Summary
- Context: The
CRDServesIndex tracks which CRD group/version combinations are served in each cluster, enabling the multicluster apiserver to route requests to the appropriate CRD runtime.
- Bug: When two CRDs serve the same group/version combination, deleting one CRD incorrectly removes the serve entry for both, corrupting the index.
- Actual vs. expected: After deleting one CRD that shares a group/version with another CRD,
Lookup returns served=false when it should return served=true (the other CRD still serves it).
- Impact: API requests to the affected group/version are incorrectly routed to the base handler instead of the CRD runtime, causing requests to fail during the corruption window.
Code with Bug
// pkg/multicluster/bootstrap/crd_serves_index.go:97-117
func (i *CRDServesIndex) setCRDKeysLocked(clusterID, crdName string, keys []string) {
if i.clusterKeys[clusterID] == nil {
i.clusterKeys[clusterID] = map[string]struct{}{}
}
if i.crdKeys[clusterID] == nil {
i.crdKeys[clusterID] = map[string][]string{}
}
for _, old := range i.crdKeys[clusterID][crdName] {
delete(i.serves, old) // BUG: Deletes key without checking if other CRDs still need it
delete(i.clusterKeys[clusterID], old) // BUG: Also corrupts clusterKeys
}
if len(keys) == 0 {
delete(i.crdKeys[clusterID], crdName)
return
}
i.crdKeys[clusterID][crdName] = keys
for _, k := range keys {
i.serves[k] = true // BUG: Overwrites without reference counting
i.clusterKeys[clusterID][k] = struct{}{}
}
}
Evidence
1. Unit Test Demonstrates The Bug
File: pkg/multicluster/bootstrap/crd_serves_index_test.go
The test exercises the public API directly:
i.UpsertCRD(clusterID, crd1) // serves["cluster\x00example.com\x00v1"] = true
i.UpsertCRD(clusterID, crd2) // serves["cluster\x00example.com\x00v1"] = true (overwrites)
i.DeleteCRD(clusterID, crd1) // deletes serves["cluster\x00example.com\x00v1"]
served, _ := i.Lookup(clusterID, "example.com", "v1") // returns false - WRONG!
Test output:
=== RUN TestCRDServesIndex_DeleteOneCRDRemovesSharedServeEntry
crd_serves_index_test.go:63: BUG: Lookup returned not served after deleting one CRD
--- FAIL: TestCRDServesIndex_DeleteOneCRDRemovesSharedServeEntry (0.00s)
FAIL
2. Complete Request Flow Traces To Bug
Step 1: HTTP Request Arrives
Request: GET /apis/example.com/v1/namespaces/default/bars/my-bar
Step 2: Handler Chain Extracts Group/Version (config.go:504-513)

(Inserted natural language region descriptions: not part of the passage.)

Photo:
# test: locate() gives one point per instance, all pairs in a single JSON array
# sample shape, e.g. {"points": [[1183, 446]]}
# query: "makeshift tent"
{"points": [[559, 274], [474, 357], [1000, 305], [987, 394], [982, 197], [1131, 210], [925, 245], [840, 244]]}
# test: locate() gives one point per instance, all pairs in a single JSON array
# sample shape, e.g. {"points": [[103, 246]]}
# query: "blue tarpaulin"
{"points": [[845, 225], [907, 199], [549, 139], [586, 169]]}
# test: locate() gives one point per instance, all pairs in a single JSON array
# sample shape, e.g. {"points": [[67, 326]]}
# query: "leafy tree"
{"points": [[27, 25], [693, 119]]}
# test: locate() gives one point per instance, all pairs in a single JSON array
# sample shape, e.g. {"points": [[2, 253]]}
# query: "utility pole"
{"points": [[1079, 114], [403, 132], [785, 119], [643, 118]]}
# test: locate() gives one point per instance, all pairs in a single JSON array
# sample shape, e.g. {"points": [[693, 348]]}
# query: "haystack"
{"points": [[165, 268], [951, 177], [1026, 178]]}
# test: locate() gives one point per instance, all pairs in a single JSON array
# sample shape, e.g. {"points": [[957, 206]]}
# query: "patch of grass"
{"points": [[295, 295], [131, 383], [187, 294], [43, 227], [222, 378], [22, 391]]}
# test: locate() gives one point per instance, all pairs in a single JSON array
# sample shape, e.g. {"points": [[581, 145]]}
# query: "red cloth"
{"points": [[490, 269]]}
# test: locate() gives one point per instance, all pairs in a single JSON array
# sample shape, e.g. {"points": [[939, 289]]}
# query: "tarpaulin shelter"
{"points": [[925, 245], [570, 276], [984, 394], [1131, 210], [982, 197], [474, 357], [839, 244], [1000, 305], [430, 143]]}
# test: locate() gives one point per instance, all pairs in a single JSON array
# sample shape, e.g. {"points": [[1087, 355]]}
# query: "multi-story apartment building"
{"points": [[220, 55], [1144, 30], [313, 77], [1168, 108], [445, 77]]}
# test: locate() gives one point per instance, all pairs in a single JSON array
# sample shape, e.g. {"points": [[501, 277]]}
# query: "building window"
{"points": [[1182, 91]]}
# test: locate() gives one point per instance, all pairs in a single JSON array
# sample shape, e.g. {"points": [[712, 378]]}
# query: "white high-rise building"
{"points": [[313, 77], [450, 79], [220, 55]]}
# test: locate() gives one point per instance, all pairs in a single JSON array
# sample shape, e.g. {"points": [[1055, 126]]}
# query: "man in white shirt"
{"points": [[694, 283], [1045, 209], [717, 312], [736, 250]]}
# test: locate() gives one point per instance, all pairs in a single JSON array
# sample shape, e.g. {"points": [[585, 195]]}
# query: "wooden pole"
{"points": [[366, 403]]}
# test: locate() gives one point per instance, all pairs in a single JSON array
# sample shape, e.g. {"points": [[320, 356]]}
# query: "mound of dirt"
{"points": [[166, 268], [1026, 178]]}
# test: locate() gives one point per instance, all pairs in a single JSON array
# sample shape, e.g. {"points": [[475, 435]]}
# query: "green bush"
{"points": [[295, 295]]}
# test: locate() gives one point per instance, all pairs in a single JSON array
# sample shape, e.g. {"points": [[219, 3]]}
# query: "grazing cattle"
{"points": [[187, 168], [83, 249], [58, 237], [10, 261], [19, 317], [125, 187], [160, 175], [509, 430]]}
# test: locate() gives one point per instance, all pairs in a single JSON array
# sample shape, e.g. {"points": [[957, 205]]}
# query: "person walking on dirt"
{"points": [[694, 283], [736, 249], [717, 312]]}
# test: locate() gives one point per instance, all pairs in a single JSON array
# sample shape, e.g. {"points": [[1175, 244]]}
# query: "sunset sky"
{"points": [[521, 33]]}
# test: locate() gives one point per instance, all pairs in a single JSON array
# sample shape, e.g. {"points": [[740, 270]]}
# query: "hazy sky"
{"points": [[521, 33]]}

func apisGroupVersionFromPath(path string) (group, version string, ok bool) {
parts := strings.Split(strings.Trim(path, "/"), "/")
// ...
return parts[1], parts[2], true // Returns ("example.com", "v1", true)
}
Step 3: Handler Checks If CRD Runtime Serves (config.go:154-164)
dispatch := http.HandlerFunc(func(w http.ResponseWriter, r *http.Request) {
cid, _, _ := mc.FromContext(r.Context())
if cid != "" && cid != mcOpts.DefaultCluster && crdRuntimeMgr != nil {
if group, version, ok := apisGroupVersionFromPath(r.URL.Path); ok {
served, err := crdRuntimeMgr.ServesGroupVersion(cid, group, version, genericConfig.DrainedNotify())
if !served {
base.ServeHTTP(w, r) // Routes to base handler - WRONG
return
}
// ... routes to CRD runtime
}
}
base.ServeHTTP(w, r)
})
Step 4: ServesGroupVersion Returns Immediately If Cluster Is Synced
// crd_runtime_manager_wrapped.go:111-121
func (m *CRDRuntimeManager) ServesGroupVersion(clusterID, group, version string, stopCh <-chan struct{}) (bool, error) {
// ...
if served, ok := m.lookupFromInformerIndex(clusterID, group, version); ok {
return served, nil // <-- Returns here when clusterSynced=true
}
// ... fallback paths NEVER REACHED when clusterSynced=true
}
Step 5: Lookup Returns Corrupted Result
// crd_serves_index.go:31-38
func (i *CRDServesIndex) Lookup(clusterID, group, version string) (bool, bool) {
i.mu.Lock()
defer i.mu.Unlock()
if !i.clusterSynced[clusterID] {
return false, false
}
_, served := i.serves[MakeServesKey(clusterID, group, version)]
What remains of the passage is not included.